Da questo sacramento siamo plasmati «come uomini eucaristici» scrive monsignor Nicora negli Atti del Congresso che ho citato. Questo significa che l’Eucaristia ci rende Gesù anche sul piano dei risultati fattuali. Senza mezzi termini e senza dannosi simbolismi, trasfigurando ogni nostra dimensione.

Le dimensioni dell'umano educate dell'Eucaristia

Sì, ma quante sono le dimensioni dell’umano? Due (corpo e anima), tre (corpo, mente, anima) come afferma l’antropologia teologica, ancora tre (ego, super ego, es) come vuole la psicanalisi, oppure quattro o più come spesso dichiara l’antropologia fenomenologica di altre scienze umane? Ogni risposta è legittima, ma volendo disegnare una mappa dell’uomo ne sceglierei quattro, come i punti cardinali: corpo (sede della materia fisica, dei sensi e del movimento), cuore o affettività/emotività (cioè luogo dell’amare), mente o intelligenza (cioè luogo del capire), anima o spirito (cioè luogo della relazione con Dio e dei valori che ne derivano).
Ebbene, l’Eucaristia visita tutti questi luoghi dell'essere, abita 
queste dimensioni, e tutto educa e trasfigura. E questo succede non a livello di principio, ma proprio sul piano dell’esperienza. 
Faccio un piccolissimo esempio. Quando ritorniamo al nostro posto nell’assemblea, dopo aver ricevuto il sacramento del Pane consacrato, entriamo nel silenzio meditativo, che mette insieme l’atto fisico del mangiare con l’adesione intellettuale e spirituale del credere e con l’atto affettivo dell’aderire con il cuore a questo Dio che abbiamo ricevuto. In questo modo si ricompone armoniosamente l’unità della nostra persona, in un processo capace di far interagire tutte le facoltà dell’uomo, che si sciolgono infine in un unico canto di adorazione, di lode e di gioia,** suscitato, accompagnato e sostenuto dalla sua Presenza.
Questa mi sembra la modalità migliore per recuperare la nostra unità esistenziale, superando la frammentarietà della vita e uniformando la nostra umanità all’umanità gloriosa di Gesù. Questo mi sembra anzi il modo più veloce per mettere definitivamente le mani sulla felicità. Grazie!

N.B. Questo commento è stato chiesto all'autrice dalle suore Comboniane, nell'ambito del progetto "Elikya, la speranza del Vangelo senza confini", iniziativa bellissima, che presenta quotidianamente la Parola di Dio, orientando e dando colori nuovi e liberi alle nostre giornate, spesso intrise di fatica e di sofferenza, ma anche abitate dalla gioia di sapersi amati da un Dio che è Padre.

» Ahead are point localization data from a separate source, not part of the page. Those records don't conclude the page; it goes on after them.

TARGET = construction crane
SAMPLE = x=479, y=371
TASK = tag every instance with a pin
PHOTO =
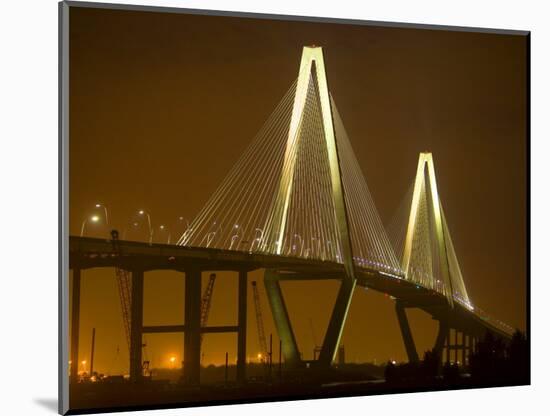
x=259, y=322
x=124, y=283
x=316, y=347
x=206, y=301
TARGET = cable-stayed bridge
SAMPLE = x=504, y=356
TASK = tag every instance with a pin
x=297, y=205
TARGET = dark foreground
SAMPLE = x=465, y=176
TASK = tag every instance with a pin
x=92, y=397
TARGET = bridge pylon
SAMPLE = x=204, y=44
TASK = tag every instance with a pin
x=312, y=74
x=429, y=258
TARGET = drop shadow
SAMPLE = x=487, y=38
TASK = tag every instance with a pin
x=48, y=403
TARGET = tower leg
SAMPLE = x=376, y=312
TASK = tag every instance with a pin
x=408, y=340
x=136, y=326
x=281, y=318
x=337, y=321
x=75, y=325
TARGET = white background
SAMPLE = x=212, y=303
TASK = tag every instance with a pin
x=28, y=203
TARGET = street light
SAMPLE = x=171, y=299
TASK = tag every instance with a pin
x=93, y=218
x=163, y=228
x=142, y=212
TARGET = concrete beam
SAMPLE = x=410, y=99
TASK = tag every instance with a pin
x=242, y=315
x=192, y=336
x=136, y=326
x=406, y=333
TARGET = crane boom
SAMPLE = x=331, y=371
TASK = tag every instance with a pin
x=206, y=301
x=124, y=283
x=259, y=320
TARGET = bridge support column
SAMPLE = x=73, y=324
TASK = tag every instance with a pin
x=470, y=347
x=241, y=344
x=75, y=325
x=281, y=318
x=448, y=360
x=337, y=321
x=192, y=334
x=136, y=326
x=408, y=340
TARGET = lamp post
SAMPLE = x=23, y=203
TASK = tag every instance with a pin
x=93, y=218
x=142, y=212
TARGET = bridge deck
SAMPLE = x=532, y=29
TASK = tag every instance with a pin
x=85, y=253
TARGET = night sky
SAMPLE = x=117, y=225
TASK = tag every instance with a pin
x=162, y=106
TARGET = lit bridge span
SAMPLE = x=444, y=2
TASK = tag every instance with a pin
x=297, y=205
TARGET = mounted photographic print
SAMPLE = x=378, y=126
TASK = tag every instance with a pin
x=264, y=208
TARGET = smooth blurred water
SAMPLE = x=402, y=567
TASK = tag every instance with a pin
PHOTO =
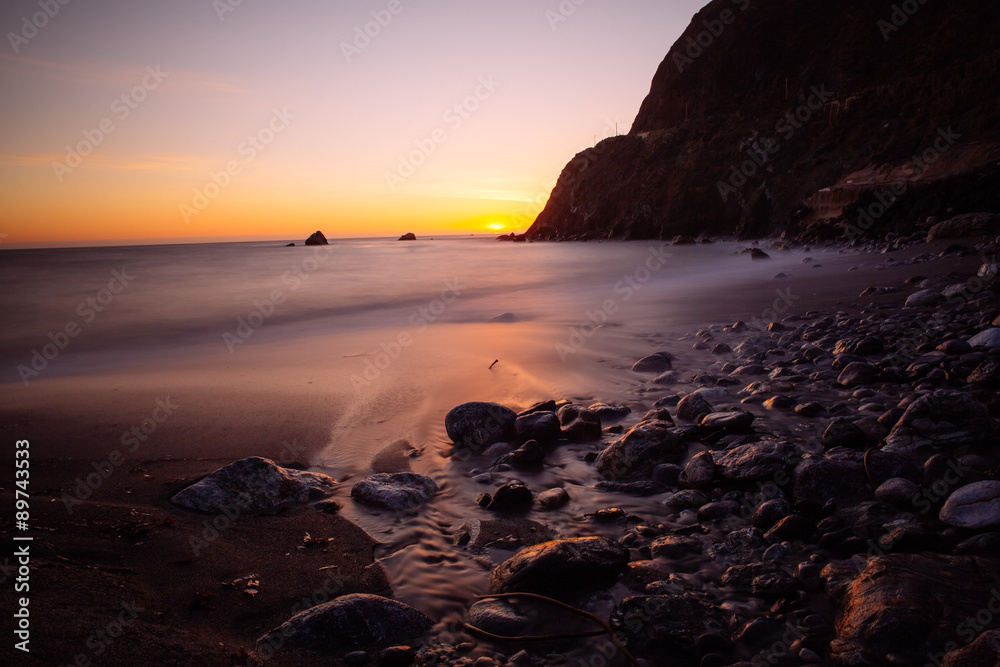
x=393, y=335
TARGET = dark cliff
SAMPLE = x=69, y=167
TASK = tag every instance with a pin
x=774, y=117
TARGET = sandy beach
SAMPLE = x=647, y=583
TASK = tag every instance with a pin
x=118, y=572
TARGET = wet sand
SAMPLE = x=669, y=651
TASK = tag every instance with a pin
x=126, y=544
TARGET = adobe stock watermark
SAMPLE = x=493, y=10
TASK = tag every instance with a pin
x=454, y=117
x=88, y=310
x=264, y=309
x=30, y=25
x=223, y=7
x=248, y=149
x=900, y=16
x=562, y=13
x=365, y=34
x=714, y=28
x=625, y=289
x=419, y=321
x=134, y=438
x=884, y=200
x=762, y=152
x=121, y=109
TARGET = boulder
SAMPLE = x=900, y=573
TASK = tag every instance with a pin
x=989, y=338
x=643, y=447
x=351, y=622
x=513, y=497
x=609, y=413
x=726, y=423
x=692, y=407
x=820, y=480
x=562, y=568
x=924, y=299
x=654, y=626
x=857, y=374
x=910, y=606
x=944, y=419
x=969, y=224
x=317, y=238
x=252, y=485
x=753, y=462
x=475, y=426
x=541, y=426
x=975, y=506
x=399, y=492
x=580, y=424
x=654, y=363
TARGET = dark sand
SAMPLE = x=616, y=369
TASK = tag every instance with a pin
x=126, y=544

Mariarosa Tettamanti, 9 maggio 2025


*Ringrazio don Virginio Pontiggia, che mi ha aiutata a trovare gli Atti del XX Congresso eucaristico nazionale.
**L’esempio è suggerito dal liturgista mons. Magnoli.

Immagine di copertina: cartellone con la stampa delle mani dei bambini del catechismo della comunità CBFB (Co).